Computadoras líquidas y helicópteros como el medio de transporte más moderno y rápido. Pero lo más relevante de ese futuro año 2018 imaginado en Rollerball (1975) era que los grandes conflictos entre países y las guerras se habían erradicado. Aunque todo tiene su porqué y su precio.

Era un mundo globalizado en el que las grandes corporaciones son las que controlan el mundo, ni gobiernos ni estados. En Houston está la sede de la Energía, además están las de la vivienda, Alimentación, Servicios, Transporte y Lujos. Estos seis grandes monopolios proporcionan a los ciudadanos todo el bienestar posible. Una tecnocracia de científicos y expertos se supone que actuando por el bien común. A cambio “solo” desean el poder total económico y político, y la concesión de alguna que otra libertad individual (por ejemplo, las mujeres son objetos que pueden pasar en manos de unos o otros según los intereses y directrices de los mandamases).

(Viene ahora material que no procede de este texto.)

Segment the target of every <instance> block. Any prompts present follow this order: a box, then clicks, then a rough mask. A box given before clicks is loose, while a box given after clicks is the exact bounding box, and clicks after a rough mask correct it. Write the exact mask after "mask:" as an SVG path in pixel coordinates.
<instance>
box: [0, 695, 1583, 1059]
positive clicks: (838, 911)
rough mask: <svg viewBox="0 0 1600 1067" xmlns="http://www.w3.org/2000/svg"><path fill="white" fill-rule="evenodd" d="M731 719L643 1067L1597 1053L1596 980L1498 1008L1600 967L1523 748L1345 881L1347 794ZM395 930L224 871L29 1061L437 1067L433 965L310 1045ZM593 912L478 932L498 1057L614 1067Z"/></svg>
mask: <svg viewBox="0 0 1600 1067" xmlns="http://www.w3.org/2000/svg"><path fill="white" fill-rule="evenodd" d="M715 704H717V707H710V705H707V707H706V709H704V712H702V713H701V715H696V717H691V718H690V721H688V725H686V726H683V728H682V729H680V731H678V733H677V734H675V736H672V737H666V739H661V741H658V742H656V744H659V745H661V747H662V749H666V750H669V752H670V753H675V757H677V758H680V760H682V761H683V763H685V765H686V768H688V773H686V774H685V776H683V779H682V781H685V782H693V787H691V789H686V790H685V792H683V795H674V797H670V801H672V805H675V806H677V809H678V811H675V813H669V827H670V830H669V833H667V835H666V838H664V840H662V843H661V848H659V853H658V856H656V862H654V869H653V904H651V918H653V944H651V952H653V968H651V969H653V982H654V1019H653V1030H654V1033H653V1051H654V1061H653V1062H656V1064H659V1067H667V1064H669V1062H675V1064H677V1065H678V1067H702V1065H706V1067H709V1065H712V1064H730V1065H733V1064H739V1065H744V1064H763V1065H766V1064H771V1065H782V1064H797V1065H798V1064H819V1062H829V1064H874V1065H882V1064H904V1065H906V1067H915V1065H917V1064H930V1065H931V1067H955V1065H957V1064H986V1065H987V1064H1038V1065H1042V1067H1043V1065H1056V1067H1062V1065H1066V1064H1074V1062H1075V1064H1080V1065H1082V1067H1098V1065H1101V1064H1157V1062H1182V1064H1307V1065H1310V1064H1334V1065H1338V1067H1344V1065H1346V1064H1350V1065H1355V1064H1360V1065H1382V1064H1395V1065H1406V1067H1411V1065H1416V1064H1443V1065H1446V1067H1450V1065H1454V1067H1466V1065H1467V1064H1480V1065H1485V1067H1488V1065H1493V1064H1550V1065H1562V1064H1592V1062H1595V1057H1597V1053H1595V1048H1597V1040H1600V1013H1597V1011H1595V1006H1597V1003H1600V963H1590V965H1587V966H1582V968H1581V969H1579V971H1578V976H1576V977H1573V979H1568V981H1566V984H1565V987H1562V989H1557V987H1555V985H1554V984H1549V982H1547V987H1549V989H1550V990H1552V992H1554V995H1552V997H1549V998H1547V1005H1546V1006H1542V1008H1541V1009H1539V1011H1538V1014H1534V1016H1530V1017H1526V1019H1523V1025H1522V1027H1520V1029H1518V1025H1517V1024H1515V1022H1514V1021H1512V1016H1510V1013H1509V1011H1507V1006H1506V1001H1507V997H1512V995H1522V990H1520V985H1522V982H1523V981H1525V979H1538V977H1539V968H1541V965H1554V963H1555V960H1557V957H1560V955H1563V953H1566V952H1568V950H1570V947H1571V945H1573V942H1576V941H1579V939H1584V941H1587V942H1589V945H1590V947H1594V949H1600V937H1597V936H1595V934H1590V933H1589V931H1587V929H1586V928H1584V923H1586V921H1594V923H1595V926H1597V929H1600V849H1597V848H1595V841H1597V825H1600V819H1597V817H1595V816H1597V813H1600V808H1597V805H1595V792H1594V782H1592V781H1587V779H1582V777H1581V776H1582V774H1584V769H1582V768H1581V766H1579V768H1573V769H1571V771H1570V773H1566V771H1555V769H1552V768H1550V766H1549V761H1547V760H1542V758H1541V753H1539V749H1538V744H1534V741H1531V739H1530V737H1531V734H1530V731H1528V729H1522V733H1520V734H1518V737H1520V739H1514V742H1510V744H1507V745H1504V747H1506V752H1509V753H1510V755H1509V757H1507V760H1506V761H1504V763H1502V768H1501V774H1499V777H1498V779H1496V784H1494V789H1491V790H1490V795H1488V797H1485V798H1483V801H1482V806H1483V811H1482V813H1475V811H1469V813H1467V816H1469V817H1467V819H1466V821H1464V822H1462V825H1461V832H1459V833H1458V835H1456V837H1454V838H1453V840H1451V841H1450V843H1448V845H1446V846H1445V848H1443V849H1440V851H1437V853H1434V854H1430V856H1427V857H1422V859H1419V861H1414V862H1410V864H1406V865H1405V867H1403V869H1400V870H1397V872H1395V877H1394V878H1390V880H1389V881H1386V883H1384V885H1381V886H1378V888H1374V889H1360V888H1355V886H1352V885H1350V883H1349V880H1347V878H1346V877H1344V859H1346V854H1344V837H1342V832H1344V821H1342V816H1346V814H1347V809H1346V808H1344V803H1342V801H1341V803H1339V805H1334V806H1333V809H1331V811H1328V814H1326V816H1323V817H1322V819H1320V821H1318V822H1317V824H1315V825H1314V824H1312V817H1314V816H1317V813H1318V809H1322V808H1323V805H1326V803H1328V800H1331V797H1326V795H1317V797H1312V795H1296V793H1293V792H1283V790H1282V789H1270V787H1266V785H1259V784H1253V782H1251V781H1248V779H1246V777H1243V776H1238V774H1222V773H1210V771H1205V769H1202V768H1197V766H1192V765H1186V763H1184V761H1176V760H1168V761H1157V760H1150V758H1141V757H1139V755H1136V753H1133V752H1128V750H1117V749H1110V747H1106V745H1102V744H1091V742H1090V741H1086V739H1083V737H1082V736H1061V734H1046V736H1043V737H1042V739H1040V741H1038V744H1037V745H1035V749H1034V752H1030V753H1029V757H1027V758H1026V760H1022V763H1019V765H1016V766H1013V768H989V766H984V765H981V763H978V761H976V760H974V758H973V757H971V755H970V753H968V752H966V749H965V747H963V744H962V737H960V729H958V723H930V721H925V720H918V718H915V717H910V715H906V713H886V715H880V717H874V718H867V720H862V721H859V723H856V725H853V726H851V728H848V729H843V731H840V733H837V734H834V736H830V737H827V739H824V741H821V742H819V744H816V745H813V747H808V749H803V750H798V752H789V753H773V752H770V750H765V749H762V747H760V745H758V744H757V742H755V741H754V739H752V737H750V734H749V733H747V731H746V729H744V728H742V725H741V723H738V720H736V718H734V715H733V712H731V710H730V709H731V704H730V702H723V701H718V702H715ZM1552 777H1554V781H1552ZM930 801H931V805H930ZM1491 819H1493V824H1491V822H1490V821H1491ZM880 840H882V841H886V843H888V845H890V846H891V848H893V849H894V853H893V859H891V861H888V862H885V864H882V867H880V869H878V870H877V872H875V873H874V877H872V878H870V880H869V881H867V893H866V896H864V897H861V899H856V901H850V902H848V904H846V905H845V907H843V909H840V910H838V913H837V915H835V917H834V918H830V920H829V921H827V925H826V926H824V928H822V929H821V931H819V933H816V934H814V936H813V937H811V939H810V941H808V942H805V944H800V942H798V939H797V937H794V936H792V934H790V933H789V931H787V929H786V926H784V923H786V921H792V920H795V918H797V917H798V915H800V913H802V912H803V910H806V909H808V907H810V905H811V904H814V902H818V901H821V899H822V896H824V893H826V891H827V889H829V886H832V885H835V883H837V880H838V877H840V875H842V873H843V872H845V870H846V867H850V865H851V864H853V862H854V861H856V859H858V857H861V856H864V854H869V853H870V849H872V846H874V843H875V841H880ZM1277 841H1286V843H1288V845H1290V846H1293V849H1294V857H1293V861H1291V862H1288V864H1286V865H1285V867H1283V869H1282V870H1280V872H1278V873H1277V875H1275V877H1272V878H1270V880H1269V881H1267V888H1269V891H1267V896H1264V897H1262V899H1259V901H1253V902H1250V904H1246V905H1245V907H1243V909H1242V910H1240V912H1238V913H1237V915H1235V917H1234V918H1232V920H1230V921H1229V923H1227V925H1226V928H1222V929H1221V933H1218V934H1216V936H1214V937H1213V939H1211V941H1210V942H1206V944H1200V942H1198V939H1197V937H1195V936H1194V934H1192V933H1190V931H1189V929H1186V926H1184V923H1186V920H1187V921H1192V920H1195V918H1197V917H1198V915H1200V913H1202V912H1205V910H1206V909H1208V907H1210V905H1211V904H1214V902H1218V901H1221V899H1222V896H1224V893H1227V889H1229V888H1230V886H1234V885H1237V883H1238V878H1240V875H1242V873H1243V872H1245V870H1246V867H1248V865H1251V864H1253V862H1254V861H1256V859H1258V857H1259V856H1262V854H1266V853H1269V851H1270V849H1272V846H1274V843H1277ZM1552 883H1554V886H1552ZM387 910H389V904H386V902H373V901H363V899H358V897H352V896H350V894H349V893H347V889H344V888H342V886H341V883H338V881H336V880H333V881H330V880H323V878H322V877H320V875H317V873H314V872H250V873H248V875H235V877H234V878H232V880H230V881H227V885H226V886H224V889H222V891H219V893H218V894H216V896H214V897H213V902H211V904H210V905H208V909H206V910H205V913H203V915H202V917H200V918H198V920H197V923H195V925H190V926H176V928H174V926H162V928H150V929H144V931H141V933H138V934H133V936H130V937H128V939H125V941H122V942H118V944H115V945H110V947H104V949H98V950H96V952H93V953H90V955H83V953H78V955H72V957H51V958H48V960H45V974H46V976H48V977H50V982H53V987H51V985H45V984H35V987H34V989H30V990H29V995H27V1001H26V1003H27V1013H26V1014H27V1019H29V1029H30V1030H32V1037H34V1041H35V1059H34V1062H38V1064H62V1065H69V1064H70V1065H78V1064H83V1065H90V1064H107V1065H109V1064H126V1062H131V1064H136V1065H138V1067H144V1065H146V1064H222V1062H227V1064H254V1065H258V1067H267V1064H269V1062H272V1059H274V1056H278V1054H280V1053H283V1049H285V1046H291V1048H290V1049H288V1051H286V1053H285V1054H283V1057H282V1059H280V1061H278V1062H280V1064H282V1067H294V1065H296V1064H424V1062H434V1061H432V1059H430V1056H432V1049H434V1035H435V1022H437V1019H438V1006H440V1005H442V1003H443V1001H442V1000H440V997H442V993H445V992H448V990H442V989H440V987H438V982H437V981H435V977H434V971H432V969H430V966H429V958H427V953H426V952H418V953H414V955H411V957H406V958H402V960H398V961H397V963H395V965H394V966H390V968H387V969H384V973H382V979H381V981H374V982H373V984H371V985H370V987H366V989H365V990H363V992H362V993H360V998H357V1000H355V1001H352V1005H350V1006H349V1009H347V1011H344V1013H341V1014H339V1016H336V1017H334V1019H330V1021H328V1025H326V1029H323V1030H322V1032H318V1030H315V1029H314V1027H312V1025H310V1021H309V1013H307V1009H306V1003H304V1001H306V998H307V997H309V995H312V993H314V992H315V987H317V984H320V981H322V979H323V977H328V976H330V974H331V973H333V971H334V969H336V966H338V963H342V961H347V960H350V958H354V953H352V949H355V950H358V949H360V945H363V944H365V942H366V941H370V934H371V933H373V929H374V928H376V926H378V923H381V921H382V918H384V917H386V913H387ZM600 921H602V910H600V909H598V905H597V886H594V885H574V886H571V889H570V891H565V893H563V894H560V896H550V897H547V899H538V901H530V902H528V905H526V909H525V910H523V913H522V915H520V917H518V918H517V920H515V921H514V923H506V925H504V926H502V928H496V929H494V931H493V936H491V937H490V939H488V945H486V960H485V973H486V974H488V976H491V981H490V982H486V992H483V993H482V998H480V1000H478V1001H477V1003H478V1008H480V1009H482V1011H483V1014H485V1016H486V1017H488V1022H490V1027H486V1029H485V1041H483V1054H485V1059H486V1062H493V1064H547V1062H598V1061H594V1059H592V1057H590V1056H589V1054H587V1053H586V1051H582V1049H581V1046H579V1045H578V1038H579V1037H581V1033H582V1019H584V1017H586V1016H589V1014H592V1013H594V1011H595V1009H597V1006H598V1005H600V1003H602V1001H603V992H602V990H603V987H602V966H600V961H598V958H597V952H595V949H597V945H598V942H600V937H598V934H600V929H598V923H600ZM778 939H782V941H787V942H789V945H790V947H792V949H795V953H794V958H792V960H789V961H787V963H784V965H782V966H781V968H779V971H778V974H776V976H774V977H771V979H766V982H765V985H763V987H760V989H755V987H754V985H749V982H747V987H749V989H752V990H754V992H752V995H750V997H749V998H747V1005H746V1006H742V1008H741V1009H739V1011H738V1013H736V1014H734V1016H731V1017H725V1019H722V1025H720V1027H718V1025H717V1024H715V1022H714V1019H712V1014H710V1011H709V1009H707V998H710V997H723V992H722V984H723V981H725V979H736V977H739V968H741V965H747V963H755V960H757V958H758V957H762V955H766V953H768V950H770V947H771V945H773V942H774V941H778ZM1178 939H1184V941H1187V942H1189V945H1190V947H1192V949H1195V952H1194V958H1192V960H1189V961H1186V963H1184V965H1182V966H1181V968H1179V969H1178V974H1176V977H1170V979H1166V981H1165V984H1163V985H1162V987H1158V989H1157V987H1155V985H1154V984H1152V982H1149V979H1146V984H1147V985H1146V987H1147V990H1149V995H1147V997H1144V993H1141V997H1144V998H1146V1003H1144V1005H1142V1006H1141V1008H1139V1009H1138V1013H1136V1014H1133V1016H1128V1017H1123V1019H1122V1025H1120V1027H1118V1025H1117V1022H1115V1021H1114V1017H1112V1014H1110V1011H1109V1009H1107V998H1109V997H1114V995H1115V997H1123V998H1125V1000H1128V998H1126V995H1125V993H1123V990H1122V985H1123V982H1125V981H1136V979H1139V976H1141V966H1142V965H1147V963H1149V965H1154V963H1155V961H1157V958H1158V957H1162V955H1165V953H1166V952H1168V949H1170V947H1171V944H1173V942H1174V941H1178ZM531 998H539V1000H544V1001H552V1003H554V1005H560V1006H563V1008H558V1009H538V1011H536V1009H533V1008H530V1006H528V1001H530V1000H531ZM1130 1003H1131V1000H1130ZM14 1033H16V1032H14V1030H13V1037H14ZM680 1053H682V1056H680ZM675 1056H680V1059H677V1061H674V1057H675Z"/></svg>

No más guerras, por el momento. Pero la raza humana requiere de seguir encauzando la agresividad hacia alguna parte, una nueva forma de seguir ofreciendo sangre, “pan y circo” al pueblo, y ahí es donde entra en juego, nunca mejor dicho, el rollerball. Una especia de hockey sobre ruedas, rugby y motociclismo considerado “el mejor de los deportes violentos de la época”. Dos equipos enfrentados en una pista circular con la misión de ir anotando puntos con una pesada bola de metal.